Der vermeidbare Aufstieg der AfD: Warum Rechtspopulisten an Einfluss gewinnen

    • |
    Bei den kommenden Landtagswahlen in Sachsen, Thüringen und Brandenburg droht die AfD stärkste Partei zu werden
    Bei den kommenden Landtagswahlen in Sachsen, Thüringen und Brandenburg droht die AfD stärkste Partei zu werden Foto: Stefan Sauer, dpa (Archivbild)

    14,6 Prozent. Das ist die Zahl des vergangenen Jahres. 14,6 Prozent – so viele Stimmen holte die AfD bei der Landtagswahl. In Bayern. Sicher, diese 14,6 Prozent sind weniger, als die Partei in anderen Bundesländern bekommt. In aktuellen Umfragen ist sie im Osten Deutschlands überall mit Ausnahme Berlins die stärkste Kraft. Vor dem Hintergrund aber, dass auch CSU und vor allem die durch Hubert Aiwangers Flugblattaffäre paradoxerweise gestärkten Freien Wähler um konservatives Bürgertum warben, sind beinahe 15 Prozent für die Rechtspartei erschreckend. Im Stimmkreis Günzburg erzielte die Partei mit 23 Prozent ihr bestes Ergebnis, in einem Weiler im Unterallgäu kam sie sogar auf über 30 Prozent.

    Bayern liegt damit im europäischen Trend. Ob in Italien, Schweden, den Niederlanden – Rechtsaußen-Parteien haben dort in den vergangenen Jahren Wahlen gewonnen oder kräftig zugelegt. In Italien regiert die Post-Faschistin Giorgia Meloni seit Oktober 2022, und in den Niederlanden feierte Geert Wilders, Europas Pionier der Islamhasser, erst im November ein spektakuläres Comeback. In Österreich träumt die FPÖ trotz Ibiza-Affäre von der Kanzlerschaft im Herbst 2024, und in Frankreich bereitet sich Marine Le Pen auf einen weiteren Anlauf auf die Präsidentschaft in wenigen Jahren vor. 

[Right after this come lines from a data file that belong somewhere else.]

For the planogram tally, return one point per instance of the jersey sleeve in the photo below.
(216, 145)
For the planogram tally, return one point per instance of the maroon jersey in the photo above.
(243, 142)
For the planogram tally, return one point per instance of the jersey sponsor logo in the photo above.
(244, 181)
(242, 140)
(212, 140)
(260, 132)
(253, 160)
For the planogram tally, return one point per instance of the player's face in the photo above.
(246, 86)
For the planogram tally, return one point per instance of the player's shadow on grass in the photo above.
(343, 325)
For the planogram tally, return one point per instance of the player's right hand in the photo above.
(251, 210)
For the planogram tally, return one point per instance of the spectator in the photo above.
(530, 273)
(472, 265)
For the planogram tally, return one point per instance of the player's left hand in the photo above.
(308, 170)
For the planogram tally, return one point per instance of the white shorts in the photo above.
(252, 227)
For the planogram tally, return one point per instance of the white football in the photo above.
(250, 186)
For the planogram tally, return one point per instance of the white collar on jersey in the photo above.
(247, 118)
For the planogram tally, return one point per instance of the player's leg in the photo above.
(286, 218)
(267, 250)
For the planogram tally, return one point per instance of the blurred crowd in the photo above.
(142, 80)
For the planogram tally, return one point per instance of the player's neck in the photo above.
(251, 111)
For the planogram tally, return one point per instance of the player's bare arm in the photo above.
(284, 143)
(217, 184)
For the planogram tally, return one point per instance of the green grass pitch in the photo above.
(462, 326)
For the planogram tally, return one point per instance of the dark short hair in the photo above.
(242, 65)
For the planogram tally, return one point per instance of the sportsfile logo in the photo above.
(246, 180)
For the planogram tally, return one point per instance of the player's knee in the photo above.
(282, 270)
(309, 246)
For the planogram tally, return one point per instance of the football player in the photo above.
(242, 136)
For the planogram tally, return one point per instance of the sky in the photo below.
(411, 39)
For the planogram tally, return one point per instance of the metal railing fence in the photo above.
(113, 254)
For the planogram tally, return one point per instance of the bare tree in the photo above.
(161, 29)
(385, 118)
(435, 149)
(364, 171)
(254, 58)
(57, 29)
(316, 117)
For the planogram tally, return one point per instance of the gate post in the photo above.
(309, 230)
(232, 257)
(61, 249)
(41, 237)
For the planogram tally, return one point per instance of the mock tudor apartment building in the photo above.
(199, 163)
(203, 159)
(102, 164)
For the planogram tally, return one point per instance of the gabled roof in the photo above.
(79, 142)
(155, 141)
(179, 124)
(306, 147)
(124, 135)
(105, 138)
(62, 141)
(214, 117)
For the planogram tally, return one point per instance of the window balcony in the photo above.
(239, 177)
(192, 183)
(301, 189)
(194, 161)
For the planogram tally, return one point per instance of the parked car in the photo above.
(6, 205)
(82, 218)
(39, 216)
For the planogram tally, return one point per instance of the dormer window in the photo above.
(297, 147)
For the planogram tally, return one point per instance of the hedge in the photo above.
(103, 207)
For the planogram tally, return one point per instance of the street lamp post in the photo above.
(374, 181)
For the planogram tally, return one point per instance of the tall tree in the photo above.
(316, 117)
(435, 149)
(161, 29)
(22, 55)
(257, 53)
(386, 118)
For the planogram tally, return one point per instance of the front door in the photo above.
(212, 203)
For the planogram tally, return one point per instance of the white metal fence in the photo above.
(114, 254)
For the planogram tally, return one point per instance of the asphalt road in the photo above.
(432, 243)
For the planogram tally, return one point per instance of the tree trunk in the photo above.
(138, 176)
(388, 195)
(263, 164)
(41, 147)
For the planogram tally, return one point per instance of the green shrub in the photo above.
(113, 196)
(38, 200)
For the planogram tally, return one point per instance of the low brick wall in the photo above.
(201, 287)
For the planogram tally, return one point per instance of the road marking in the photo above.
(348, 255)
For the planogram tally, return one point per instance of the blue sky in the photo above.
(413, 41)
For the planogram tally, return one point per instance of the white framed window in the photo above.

    Erstarken der Rechtspopulisten ist eine Konstante in der europäischen Politik

    Wenn es eine Konstante in der europäischen Politik der vergangenen Jahre gibt, dann ist es das Erstarken der Rechtspopulisten. Doch was bei den Nachbarn längst zur Normalität gehört, ist für Deutschland noch immer ungewohnt und neu. Über Jahrzehnte war die Bundesrepublik ein Hort der Stabilität in Europa. Das lag auch am recht statischen Parteiensystem. In der Nachbarschaft wechselten Regierungen und Regierungschefs zumeist nach wenigen Jahren, manchmal sogar öfter. In Deutschland hingegen regierte über 16 Jahre Angela Merkel, die meiste Zeit in einer sogenannten großen Koalition mit der SPD

    Im kommenden Jahr könnte es auch mit dieser bundesrepublikanischen Gewissheit endgültig vorbei sein. Bei den Europawahlen Anfang Juni drohen viele Wählerinnen und Wähler, den etablierten Parteien einen Denkzettel zu verpassen. Und anders als in der Vergangenheit müssen sie ihr Kreuz dafür heute nicht einmal mehr bei Splitterparteien machen. Denn neben der AfD dürfte Sahra Wagenknecht erstmals mit ihrem Wahlbündnis antreten. Noch ist zwar nicht klar, wie die Gruppe sich jenseits der Schlagworte links und national inhaltlich konkret verortet, Wahlforscher trauen ihr aber aus dem Stand Ergebnisse jenseits der zehn Prozent zu. Auch die Freien Wähler haben ihren Platz im Europaparlament mangels wirksamer Sperrklausel sicher – wie regelmäßig seit 2014. Die Landtagswahlen zeigten zudem, dass die Wähler geneigt sind, über das ekelhafte, antisemitische Flugblatt, das vor Jahrzehnten in Hubert Aiwangers Schulranzen gefunden wurde, mit viel Milde hinwegzusehen. 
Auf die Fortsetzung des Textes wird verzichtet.